Gemeinsam mit ihren Schwesterlegionen, der Legio XVIII und Legio XIX, sowie 9 weiteren Legionen mitsamt Hilfstruppen war die Legio XVII im Jahr darauf an einem weiteren Feldzug unter Tiberius beteiligt, der sich diesmal gegen die Markomannen richtete. Dabei handelte es sich um ein gut organisiertes germanisches Königreich in der Gegend des heutigen Böhmens, das von Marbod regiert wurde und mit seinem stehenden, schwer gerüsteten Heer eine ernsthafte Gefahr für die gerade im Aufbau befindliche Provinz Germania darstellte.
Der Vorstoß erfolgte aus zwei Richtungen, von Westen und von Süden her. Als sich beide Heereszüge auf markomannischem Gebiet trafen, erreichte die Botschaft von einem massiven Volksaufstand in den Provinzen Pannonia und Dalmatia das riesige Lager. Da die Gefahr bestand, dass der Aufstand auch auf andere Provinzen und schließlich auf Italien übergreifen könnte, war Tiberius gezwungen, mit Marbod einen Friedensvertrag auszuhandeln und seine Truppen nach Süden abzuziehen, um der neuen Gefahr für Rom zu begegnen. Die drei Schwesterlegionen XVII, XVIII und XIX kehrten in ihr rechtsrheinisches Lager zurück, um die neu enstehende Provinz Germania nicht schutzlos zu lassen.

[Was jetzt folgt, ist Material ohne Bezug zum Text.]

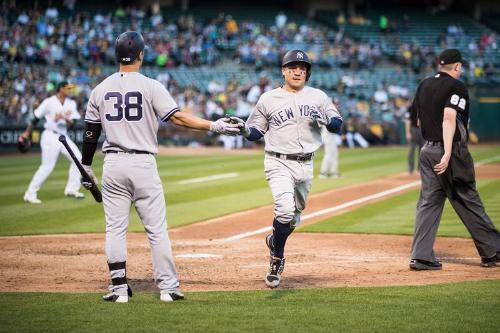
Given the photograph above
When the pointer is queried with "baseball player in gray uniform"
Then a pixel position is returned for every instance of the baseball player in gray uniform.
(128, 106)
(290, 119)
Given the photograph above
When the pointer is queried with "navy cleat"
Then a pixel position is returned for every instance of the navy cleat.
(273, 277)
(422, 265)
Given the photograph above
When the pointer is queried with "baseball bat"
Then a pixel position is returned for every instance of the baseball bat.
(94, 189)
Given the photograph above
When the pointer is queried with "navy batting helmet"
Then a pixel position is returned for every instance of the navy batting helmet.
(297, 56)
(128, 46)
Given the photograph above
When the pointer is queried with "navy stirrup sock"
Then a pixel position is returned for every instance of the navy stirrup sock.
(280, 234)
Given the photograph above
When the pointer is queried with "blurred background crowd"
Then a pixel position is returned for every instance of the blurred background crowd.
(217, 62)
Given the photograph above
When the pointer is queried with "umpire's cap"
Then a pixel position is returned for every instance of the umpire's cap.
(64, 84)
(128, 46)
(451, 56)
(297, 56)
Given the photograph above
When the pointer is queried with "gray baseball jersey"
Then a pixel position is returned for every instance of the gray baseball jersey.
(128, 106)
(285, 119)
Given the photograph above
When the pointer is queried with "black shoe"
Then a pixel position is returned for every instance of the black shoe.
(421, 265)
(172, 296)
(112, 297)
(270, 244)
(273, 277)
(490, 261)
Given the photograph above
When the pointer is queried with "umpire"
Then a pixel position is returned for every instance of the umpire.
(446, 168)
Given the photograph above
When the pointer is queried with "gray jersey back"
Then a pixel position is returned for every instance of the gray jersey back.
(128, 106)
(285, 119)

Die Niederschlagung des Pannonischen Aufstandes zog sich drei blutige Jahre hin und konnte schließlich erfolgreich beendet werden. Während dieser Zeit war Publius Quinctilius Varus zum Legatus Augusti pro praetore (Statthalter) der Provinz Germania ernannt worden. Zuvor hatte er die Provinzen Africa und Syrien geführt und war, entgegen vieler Quellen, dabei sehr erfolgreich gewesen. Seine Aufgabe in Germania war es, die römische Infrastruktur und Verwaltung aufzubauen und das Römische Rechtswesen durchzusetzen. Zu diesem Zweck zog er regelmäßig mit Beginn des Frühjahrs mit seinen Legionen durch das Land, ließ Standlager, Signal-/Wachtürme, Straßen und Siedlungen bauen, trieb von den Germanen Steuern ein und saß zu Gericht.

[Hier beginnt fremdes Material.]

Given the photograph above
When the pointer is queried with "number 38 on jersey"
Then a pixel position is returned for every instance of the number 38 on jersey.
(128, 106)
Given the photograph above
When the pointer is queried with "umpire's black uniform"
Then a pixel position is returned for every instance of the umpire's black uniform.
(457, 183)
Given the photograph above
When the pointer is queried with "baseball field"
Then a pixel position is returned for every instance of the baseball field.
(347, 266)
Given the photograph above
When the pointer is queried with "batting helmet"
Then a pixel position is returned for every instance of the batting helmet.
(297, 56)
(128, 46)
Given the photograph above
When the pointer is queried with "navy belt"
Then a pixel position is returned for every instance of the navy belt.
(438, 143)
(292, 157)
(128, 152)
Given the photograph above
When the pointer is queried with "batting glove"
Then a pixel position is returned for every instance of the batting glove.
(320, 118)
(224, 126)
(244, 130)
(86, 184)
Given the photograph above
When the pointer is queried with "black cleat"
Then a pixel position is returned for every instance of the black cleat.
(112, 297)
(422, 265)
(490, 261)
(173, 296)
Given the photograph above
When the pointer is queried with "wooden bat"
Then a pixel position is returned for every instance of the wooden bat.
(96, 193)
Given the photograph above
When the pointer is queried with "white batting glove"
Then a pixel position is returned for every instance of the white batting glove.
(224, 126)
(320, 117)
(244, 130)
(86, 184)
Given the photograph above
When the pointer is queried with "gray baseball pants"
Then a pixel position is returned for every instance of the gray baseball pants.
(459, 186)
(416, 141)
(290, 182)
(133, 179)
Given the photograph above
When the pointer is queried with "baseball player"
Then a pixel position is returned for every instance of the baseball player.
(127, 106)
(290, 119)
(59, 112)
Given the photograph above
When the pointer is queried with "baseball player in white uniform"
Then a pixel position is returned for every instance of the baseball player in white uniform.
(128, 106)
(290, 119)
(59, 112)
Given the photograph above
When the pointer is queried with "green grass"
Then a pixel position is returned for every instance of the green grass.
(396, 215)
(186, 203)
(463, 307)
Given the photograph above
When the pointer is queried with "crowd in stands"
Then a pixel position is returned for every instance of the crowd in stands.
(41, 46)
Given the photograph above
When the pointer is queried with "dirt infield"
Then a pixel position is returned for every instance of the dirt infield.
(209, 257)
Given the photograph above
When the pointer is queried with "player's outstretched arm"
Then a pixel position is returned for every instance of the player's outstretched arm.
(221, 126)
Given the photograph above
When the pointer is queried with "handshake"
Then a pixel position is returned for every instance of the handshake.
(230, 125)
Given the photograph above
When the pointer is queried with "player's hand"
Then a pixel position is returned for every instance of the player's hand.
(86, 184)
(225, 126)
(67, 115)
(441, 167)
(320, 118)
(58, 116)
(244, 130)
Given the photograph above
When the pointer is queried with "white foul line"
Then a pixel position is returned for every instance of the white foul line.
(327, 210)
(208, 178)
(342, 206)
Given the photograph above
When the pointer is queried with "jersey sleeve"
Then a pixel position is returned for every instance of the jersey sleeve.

Als er [Varus] Oberbefehlshaber des Heeres in Germanien wurde, bildete er sich ein, die Menschen dort hätten außer der Stimme und den Gliedern nichts Menschenähnliches an sich, und die man nicht durch das Schwert hatte zähmen können, die könne man durch das römische Recht lammfromm machen. Mit diesem Vorsatz begab er sich ins Innere Germaniens, und als habe er es mit Männern zu tun, die die Annehmlichkeiten des Friedens genossen, brachte er die Zeit des Sommerfeldzuges damit zu, von seinem Richterstuhl aus Recht zu sprechen und Prozessformalitäten abzuhandeln. (Velleius Paterculus, Römische Geschichte, 117, 3/4)

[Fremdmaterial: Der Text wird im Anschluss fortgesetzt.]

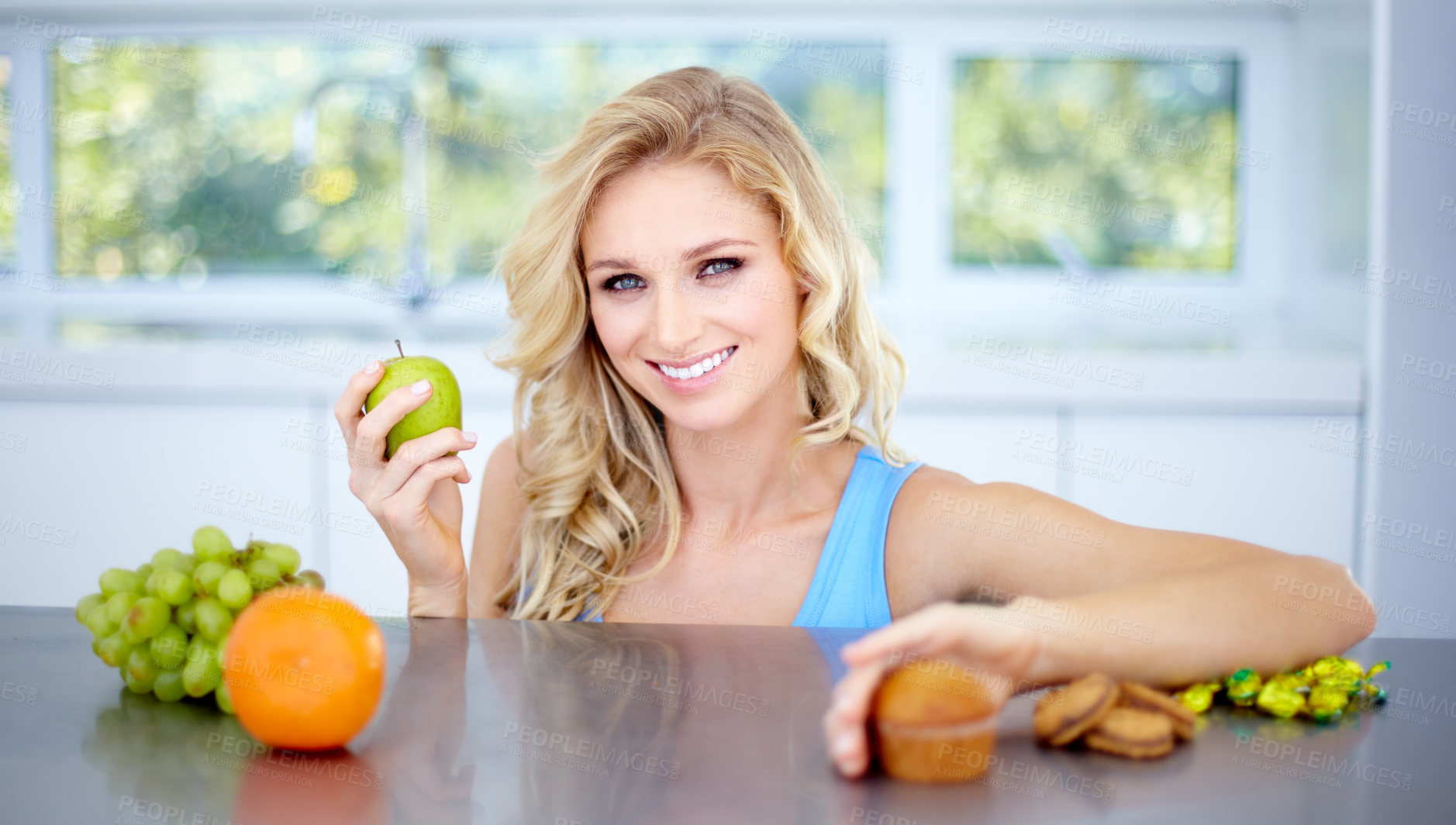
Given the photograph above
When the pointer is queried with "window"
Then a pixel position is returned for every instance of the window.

Verständlicherweise stieß all das bei vielen Germanen, die eine völlig andere Lebensweise gewohnt waren, auf Unmut und sogar Hass. Ob sich Varus dieses Umstandes bewusst war, bleibt Spekulation. Auf jeden Fall wurde ihm Arminius als Vermittler und Berater zur Seite gestellt oder vielleicht sogar von ihm angefordert. Dieser war Präfekt einer Auxiliar-Reitereinheit und gerade vom Pannonienaufstand zurückgekehrt. Er gehörte zum germanischen Stamm der Cherusker, die Verbündete Roms waren. Im Kindesalter war er als Faustpfand für die Vertragstreue der Cherusker zusammen mit seinem Bruder Flavus nach Rom gebracht worden, wo er am Hofe des Princeps Augustus (Octavianus) im römischen Sinne erzogen worden war.

Es gab damals einen jungen Mann aus vornehmem Geschlecht, der tüchtig im Kampf und rasch in seinem Denken war, ein beweglicher Geist, als es die Barbaren gewöhnlich sind. Er hieß Arminius und war der Sohn des Sigimer, eines Fürsten jenes Volkes. In seiner Miene und seinen Augen spiegelte sich ein feuriger Geist. Im letzten Feldzug hatte er beständig auf unserer Seite gekämpft und hatte mit dem römischen Bürgerrecht auch den Rang eines römischen Ritters erlangt. (Velleius Paterculus, Römische Geschichte, 118, 2)

Arminius wusste die Unzufriedenheit seiner Landsleute für seine eigenen Zwecke zu nutzen. Als Praefectus auxiliaris stand er am Ende seines Cursus honorum (Ämterlaufbahn). Auf einen weiteren Aufstieg in höhere, insbesondere politische Ämter konnte er im Imperium Romanum kaum hoffen. Gleichzeitig war er aber noch jung und ehrgeizig. So wuchs in ihm vermutlich der kühne Plan, als germanischer König nach dem Vorbild Marbods seine Landsleute zu einen und Rom aus Germania zu vertreiben. Doch damit die Germanen, die sich naturgemäß bestenfalls ihrem eigenen Stammesführer unterwarfen, ihn als Herrscher akzeptierten, musste er ihnen einen grandiosen Sieg schenken.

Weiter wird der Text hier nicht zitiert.